States north, south, and east of us or in other parts of our nation treat their Experiment Stations, Extension, and Forestry endeavors very differently, even protecting them because they cannot raise tuition, as is possible in funding for the teaching endeavors.
Just the Agricultural Experiment Station’s budget is proposed to be reduced yet another $11.4 million for the 2011-2013 biennium.
In order to accommodate this significant, additional reduction, the College will need to close, shutter or consolidate five branch experiment stations and eliminate a number of additional programs, including 30-35 professorial positions and 40-60 staff positions in research and Extension, which are critical to our teaching, discovery, and outreach endeavors, and to the state’s economy.
Based on an analysis of the bare minimum needed to prevent permanent and irreparable destruction of the Agricultural Experiment Station, Extension Service, and Forest Research Laboratory, we have come up with a proposition that the state legislature consider an “Add Back” of $12 million to the Governor’s recommended budget for the 2011-2013 biennium; this would make the overall reduction for us on parity with that recommended by the Governor for Higher Education in general.
This proposal has been almost universally endorsed on and off campus, including the State Capitol.
My almost 3,000 mile trip around Oregon during Spring Break suggests wide support amongst our stakeholders for the $12 million “Add Back” to our budgets.

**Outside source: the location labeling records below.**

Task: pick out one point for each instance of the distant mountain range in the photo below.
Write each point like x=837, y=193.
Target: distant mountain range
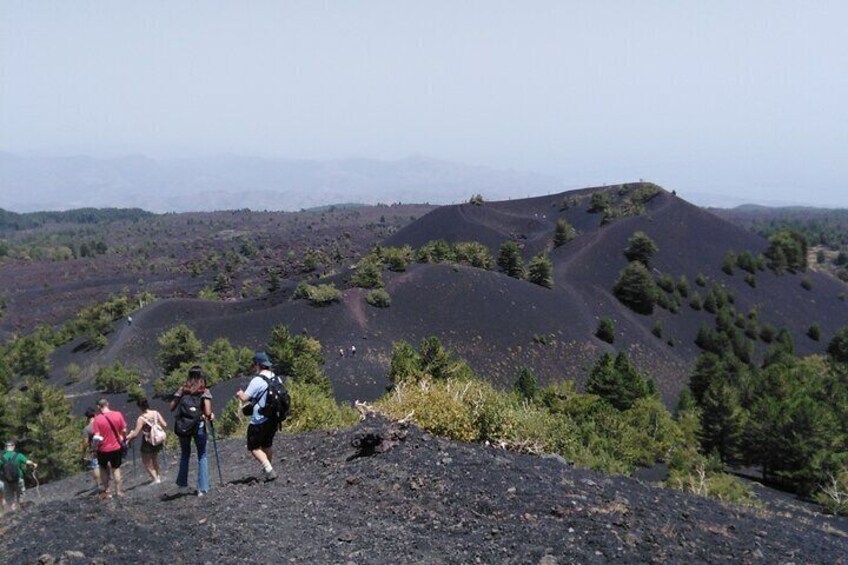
x=229, y=182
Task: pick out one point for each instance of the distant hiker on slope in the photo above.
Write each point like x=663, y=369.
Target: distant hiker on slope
x=150, y=424
x=261, y=431
x=13, y=466
x=90, y=446
x=193, y=406
x=110, y=430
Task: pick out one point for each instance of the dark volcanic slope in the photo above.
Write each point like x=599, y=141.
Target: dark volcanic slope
x=501, y=324
x=425, y=500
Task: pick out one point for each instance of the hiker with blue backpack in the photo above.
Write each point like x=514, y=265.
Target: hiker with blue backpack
x=13, y=466
x=266, y=402
x=192, y=407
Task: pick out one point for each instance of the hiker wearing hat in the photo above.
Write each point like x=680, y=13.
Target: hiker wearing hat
x=13, y=466
x=110, y=428
x=261, y=431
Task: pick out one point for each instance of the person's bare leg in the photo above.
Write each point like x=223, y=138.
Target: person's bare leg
x=147, y=460
x=154, y=464
x=118, y=485
x=105, y=475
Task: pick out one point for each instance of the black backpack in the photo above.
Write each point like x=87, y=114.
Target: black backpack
x=189, y=412
x=277, y=400
x=11, y=470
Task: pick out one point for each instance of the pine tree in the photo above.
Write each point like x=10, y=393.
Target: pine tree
x=510, y=261
x=640, y=248
x=635, y=288
x=179, y=346
x=540, y=271
x=45, y=429
x=563, y=233
x=527, y=385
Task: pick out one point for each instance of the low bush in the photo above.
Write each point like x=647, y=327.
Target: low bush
x=378, y=298
x=320, y=295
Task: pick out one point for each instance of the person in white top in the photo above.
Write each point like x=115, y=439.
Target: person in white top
x=149, y=452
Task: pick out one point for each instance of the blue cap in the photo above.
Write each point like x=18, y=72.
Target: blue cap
x=262, y=358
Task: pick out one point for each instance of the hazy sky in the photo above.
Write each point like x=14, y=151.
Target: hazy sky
x=746, y=99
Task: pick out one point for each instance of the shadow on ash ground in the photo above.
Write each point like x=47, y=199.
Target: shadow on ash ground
x=403, y=496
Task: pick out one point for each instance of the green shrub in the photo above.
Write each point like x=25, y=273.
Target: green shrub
x=635, y=288
x=540, y=271
x=526, y=385
x=606, y=330
x=510, y=260
x=379, y=298
x=73, y=371
x=729, y=262
x=179, y=346
x=697, y=478
x=473, y=253
x=563, y=233
x=640, y=248
x=695, y=302
x=438, y=251
x=666, y=282
x=320, y=295
x=683, y=286
x=369, y=273
x=314, y=409
x=833, y=495
x=396, y=258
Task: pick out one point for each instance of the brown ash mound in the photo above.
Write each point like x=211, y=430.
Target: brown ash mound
x=384, y=492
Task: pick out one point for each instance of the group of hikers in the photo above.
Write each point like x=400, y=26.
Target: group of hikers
x=107, y=440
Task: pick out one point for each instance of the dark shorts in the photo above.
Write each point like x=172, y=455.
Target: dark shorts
x=112, y=458
x=150, y=448
x=261, y=436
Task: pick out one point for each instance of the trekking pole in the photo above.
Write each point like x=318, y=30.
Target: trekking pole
x=37, y=486
x=217, y=459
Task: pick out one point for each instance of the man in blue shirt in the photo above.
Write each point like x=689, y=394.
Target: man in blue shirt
x=261, y=431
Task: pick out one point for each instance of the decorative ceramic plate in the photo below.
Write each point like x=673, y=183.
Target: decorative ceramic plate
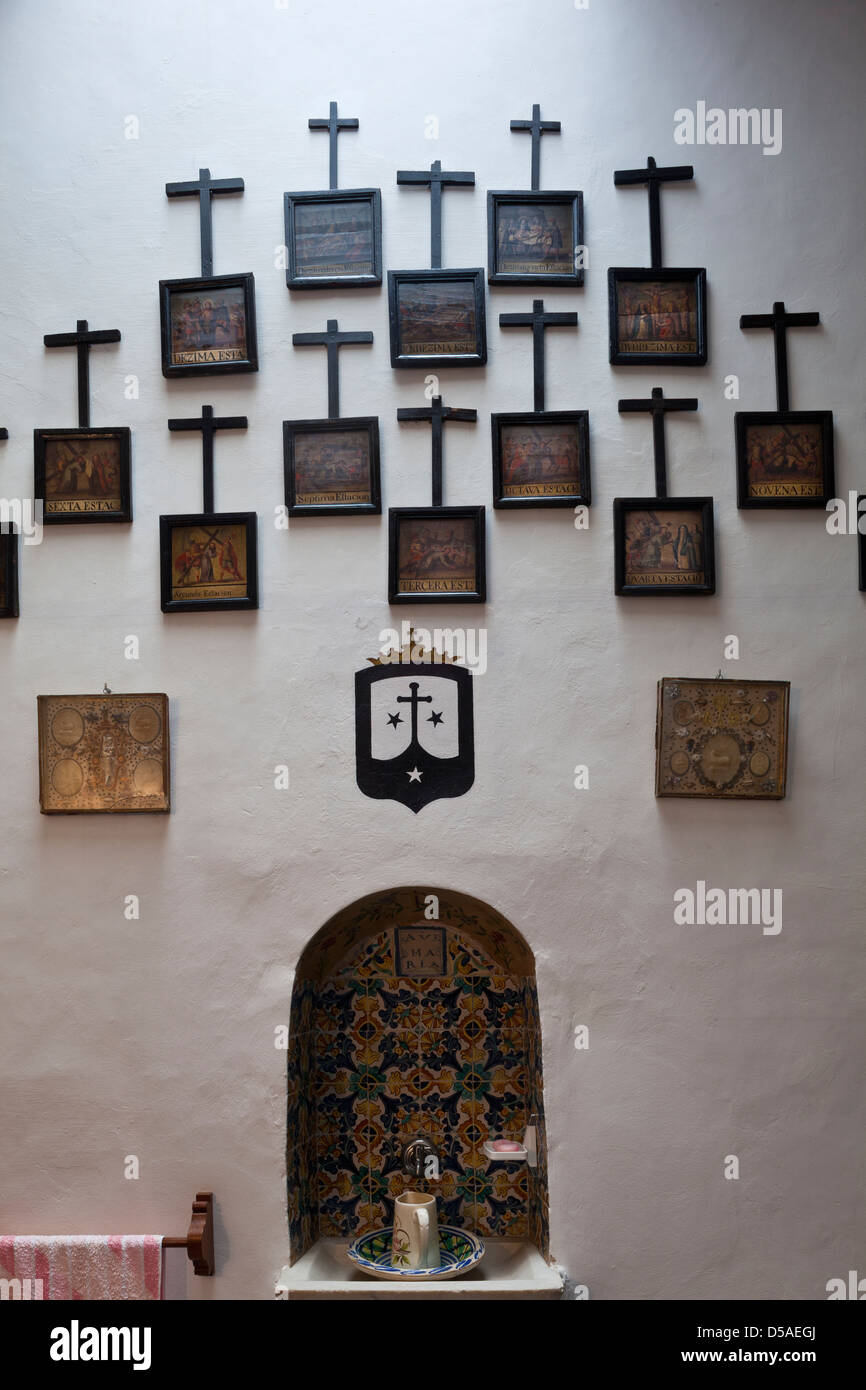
x=458, y=1251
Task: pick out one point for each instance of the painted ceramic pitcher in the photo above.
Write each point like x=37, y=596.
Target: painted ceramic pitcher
x=416, y=1233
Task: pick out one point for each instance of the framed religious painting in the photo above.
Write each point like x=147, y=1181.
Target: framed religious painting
x=334, y=239
x=332, y=466
x=437, y=317
x=722, y=740
x=663, y=545
x=784, y=459
x=82, y=474
x=541, y=459
x=209, y=325
x=535, y=238
x=209, y=562
x=437, y=555
x=658, y=316
x=9, y=570
x=103, y=754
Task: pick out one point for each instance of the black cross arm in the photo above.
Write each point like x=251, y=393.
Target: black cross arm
x=99, y=335
x=667, y=174
x=667, y=403
x=323, y=123
x=191, y=188
x=321, y=339
x=567, y=320
x=332, y=124
x=448, y=413
x=808, y=320
x=435, y=177
x=217, y=423
x=203, y=188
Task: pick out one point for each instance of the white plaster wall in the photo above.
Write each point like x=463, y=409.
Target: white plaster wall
x=154, y=1037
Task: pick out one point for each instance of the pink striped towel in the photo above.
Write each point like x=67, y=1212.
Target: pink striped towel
x=81, y=1266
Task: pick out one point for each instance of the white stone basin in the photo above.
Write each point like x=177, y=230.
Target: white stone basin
x=509, y=1269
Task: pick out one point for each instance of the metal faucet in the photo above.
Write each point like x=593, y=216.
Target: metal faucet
x=417, y=1155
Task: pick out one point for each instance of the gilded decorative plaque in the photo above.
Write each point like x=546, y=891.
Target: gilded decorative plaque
x=722, y=738
x=103, y=752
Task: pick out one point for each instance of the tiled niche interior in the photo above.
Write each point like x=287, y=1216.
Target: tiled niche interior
x=380, y=1051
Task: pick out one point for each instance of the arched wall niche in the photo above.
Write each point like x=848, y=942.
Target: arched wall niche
x=413, y=1012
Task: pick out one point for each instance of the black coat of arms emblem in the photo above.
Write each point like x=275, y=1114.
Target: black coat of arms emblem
x=414, y=731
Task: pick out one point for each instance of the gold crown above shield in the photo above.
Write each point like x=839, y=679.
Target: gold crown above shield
x=413, y=653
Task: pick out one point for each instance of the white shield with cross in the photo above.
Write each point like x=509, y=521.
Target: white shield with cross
x=414, y=736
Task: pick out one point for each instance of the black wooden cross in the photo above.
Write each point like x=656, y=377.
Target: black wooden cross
x=332, y=341
x=437, y=414
x=437, y=180
x=659, y=406
x=84, y=339
x=654, y=178
x=538, y=321
x=209, y=424
x=414, y=699
x=205, y=189
x=332, y=124
x=537, y=128
x=780, y=321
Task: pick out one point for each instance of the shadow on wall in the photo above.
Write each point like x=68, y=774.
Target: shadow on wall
x=405, y=1025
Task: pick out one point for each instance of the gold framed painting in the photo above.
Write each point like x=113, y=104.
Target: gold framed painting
x=722, y=738
x=103, y=754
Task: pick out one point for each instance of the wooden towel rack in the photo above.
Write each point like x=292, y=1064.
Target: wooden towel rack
x=199, y=1239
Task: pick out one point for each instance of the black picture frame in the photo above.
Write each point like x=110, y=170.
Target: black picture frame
x=396, y=591
x=300, y=278
x=209, y=366
x=747, y=420
x=88, y=508
x=622, y=356
x=622, y=506
x=203, y=520
x=578, y=420
x=501, y=199
x=9, y=569
x=345, y=424
x=401, y=282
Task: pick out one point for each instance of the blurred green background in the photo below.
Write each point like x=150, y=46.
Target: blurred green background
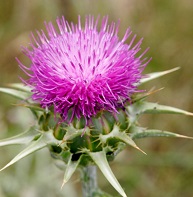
x=167, y=28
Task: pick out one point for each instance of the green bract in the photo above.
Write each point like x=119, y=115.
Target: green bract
x=78, y=145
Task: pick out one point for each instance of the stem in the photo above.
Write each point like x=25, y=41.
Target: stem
x=89, y=181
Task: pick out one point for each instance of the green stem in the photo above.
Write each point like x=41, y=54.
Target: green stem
x=89, y=181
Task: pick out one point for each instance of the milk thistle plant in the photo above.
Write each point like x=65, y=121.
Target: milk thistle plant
x=83, y=88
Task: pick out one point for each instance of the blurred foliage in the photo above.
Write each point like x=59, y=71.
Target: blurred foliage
x=167, y=28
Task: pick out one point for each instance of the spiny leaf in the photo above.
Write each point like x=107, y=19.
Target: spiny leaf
x=155, y=75
x=23, y=138
x=139, y=132
x=16, y=93
x=20, y=86
x=70, y=169
x=101, y=161
x=115, y=133
x=40, y=143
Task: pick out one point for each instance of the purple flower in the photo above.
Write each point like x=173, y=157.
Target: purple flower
x=83, y=70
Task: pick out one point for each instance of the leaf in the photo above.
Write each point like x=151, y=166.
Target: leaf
x=139, y=132
x=155, y=75
x=101, y=161
x=23, y=138
x=116, y=133
x=16, y=93
x=20, y=86
x=33, y=147
x=70, y=169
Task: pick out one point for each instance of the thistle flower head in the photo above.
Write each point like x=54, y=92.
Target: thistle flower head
x=81, y=70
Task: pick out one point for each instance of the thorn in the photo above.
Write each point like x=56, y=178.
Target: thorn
x=140, y=150
x=64, y=182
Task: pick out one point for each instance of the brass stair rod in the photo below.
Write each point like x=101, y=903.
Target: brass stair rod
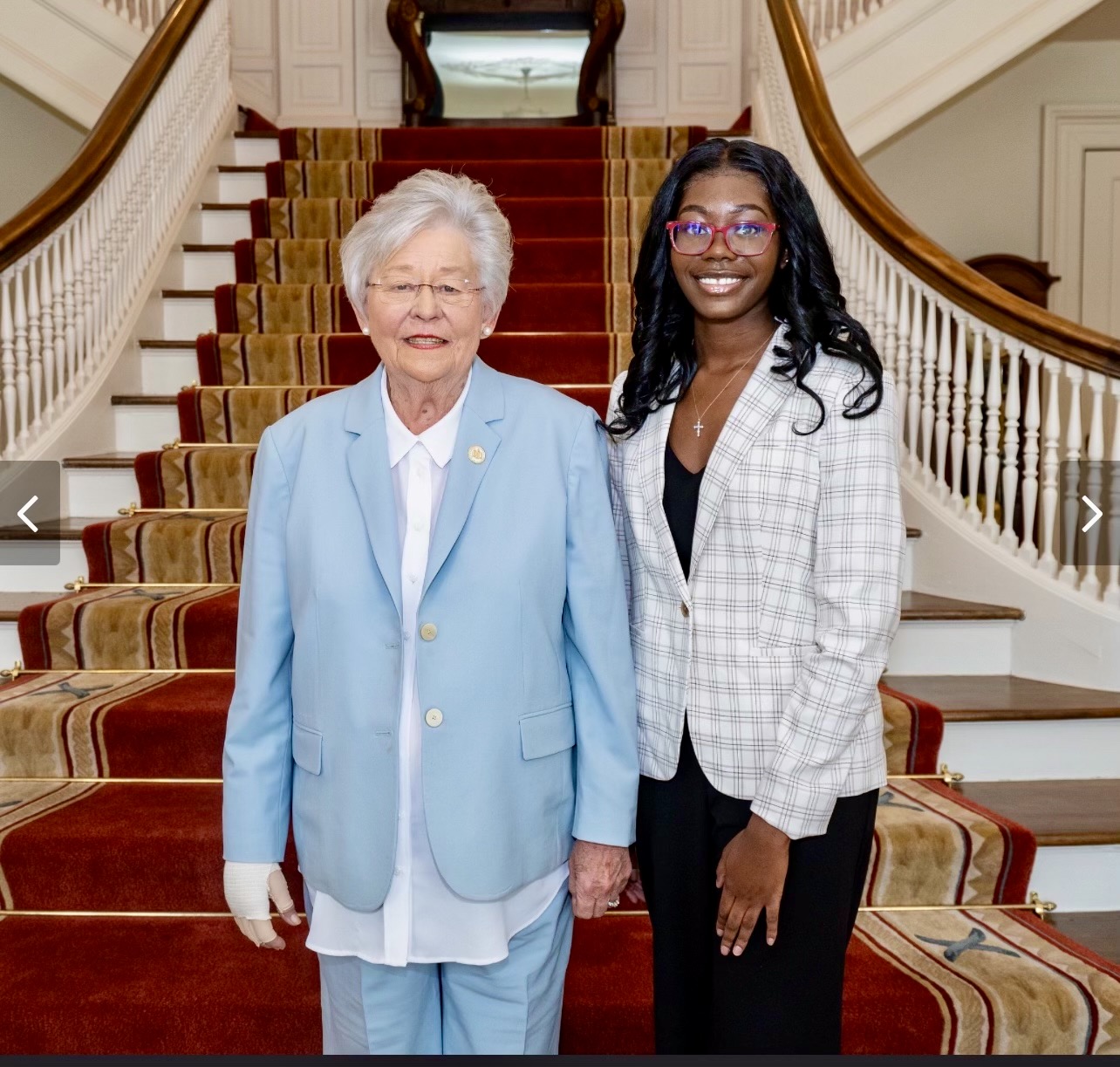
x=1040, y=906
x=79, y=584
x=133, y=509
x=182, y=446
x=115, y=782
x=10, y=674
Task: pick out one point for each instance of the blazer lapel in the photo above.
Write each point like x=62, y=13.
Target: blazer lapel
x=652, y=443
x=761, y=400
x=367, y=463
x=485, y=404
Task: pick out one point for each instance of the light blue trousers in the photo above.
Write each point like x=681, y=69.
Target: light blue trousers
x=505, y=1008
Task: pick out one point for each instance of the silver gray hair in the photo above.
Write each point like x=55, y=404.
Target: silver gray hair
x=430, y=199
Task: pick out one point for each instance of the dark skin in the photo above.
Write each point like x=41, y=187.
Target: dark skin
x=730, y=326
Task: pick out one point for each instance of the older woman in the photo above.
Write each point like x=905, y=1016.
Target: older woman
x=433, y=630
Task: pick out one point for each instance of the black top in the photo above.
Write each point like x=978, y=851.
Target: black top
x=680, y=501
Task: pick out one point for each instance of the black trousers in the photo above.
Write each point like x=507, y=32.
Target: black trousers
x=773, y=999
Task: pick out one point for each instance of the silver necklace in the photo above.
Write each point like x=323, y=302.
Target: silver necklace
x=700, y=414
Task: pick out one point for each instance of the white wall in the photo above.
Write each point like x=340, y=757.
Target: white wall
x=969, y=175
x=40, y=141
x=331, y=62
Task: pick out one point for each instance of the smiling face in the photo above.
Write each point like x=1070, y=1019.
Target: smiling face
x=425, y=339
x=720, y=284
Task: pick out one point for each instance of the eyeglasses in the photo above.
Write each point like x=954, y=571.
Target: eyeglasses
x=741, y=237
x=401, y=291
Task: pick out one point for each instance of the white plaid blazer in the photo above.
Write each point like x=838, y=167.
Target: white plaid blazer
x=776, y=644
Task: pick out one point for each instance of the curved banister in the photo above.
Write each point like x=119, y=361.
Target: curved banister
x=106, y=141
x=78, y=263
x=890, y=229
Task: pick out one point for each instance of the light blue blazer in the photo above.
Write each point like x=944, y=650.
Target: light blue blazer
x=529, y=665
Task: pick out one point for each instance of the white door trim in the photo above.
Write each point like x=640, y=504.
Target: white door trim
x=1069, y=131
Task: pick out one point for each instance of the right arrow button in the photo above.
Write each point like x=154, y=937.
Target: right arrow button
x=1096, y=515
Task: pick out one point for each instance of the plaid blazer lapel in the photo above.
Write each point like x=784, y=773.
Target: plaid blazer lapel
x=654, y=437
x=761, y=400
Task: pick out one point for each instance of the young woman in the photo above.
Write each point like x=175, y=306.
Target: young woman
x=754, y=463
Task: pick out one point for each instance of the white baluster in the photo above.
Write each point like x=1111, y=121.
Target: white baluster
x=79, y=302
x=957, y=433
x=1112, y=590
x=890, y=349
x=1032, y=422
x=941, y=421
x=87, y=323
x=860, y=288
x=8, y=365
x=1012, y=410
x=72, y=304
x=929, y=388
x=994, y=400
x=98, y=268
x=19, y=307
x=1052, y=437
x=974, y=449
x=1071, y=496
x=59, y=316
x=1093, y=480
x=914, y=414
x=902, y=359
x=879, y=318
x=34, y=421
x=47, y=302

They are sending emails, letters, post cards—I am told the onion growers are sending 700 postcards; now let’s see if some one else can top that—and handwritten notes to the legislators, along with making phone calls or visiting legislators in the State Capitol.
We also have significant support amongst a number of key legislators.
A number of students, young people, farmers, ranchers, conservation group representatives, and others, including OSU President Ed Ray, have testified passionately before the Ways and Means Committee of the state legislature for the add back of $12 million.
Let’s hope these efforts indeed pay off and we will get the $12 million Add Back.
As you read this, and if you believe in the well being of our endeavors, I exhort you to please reach out to the legislators and plead with them to add back the $12 million to our budget.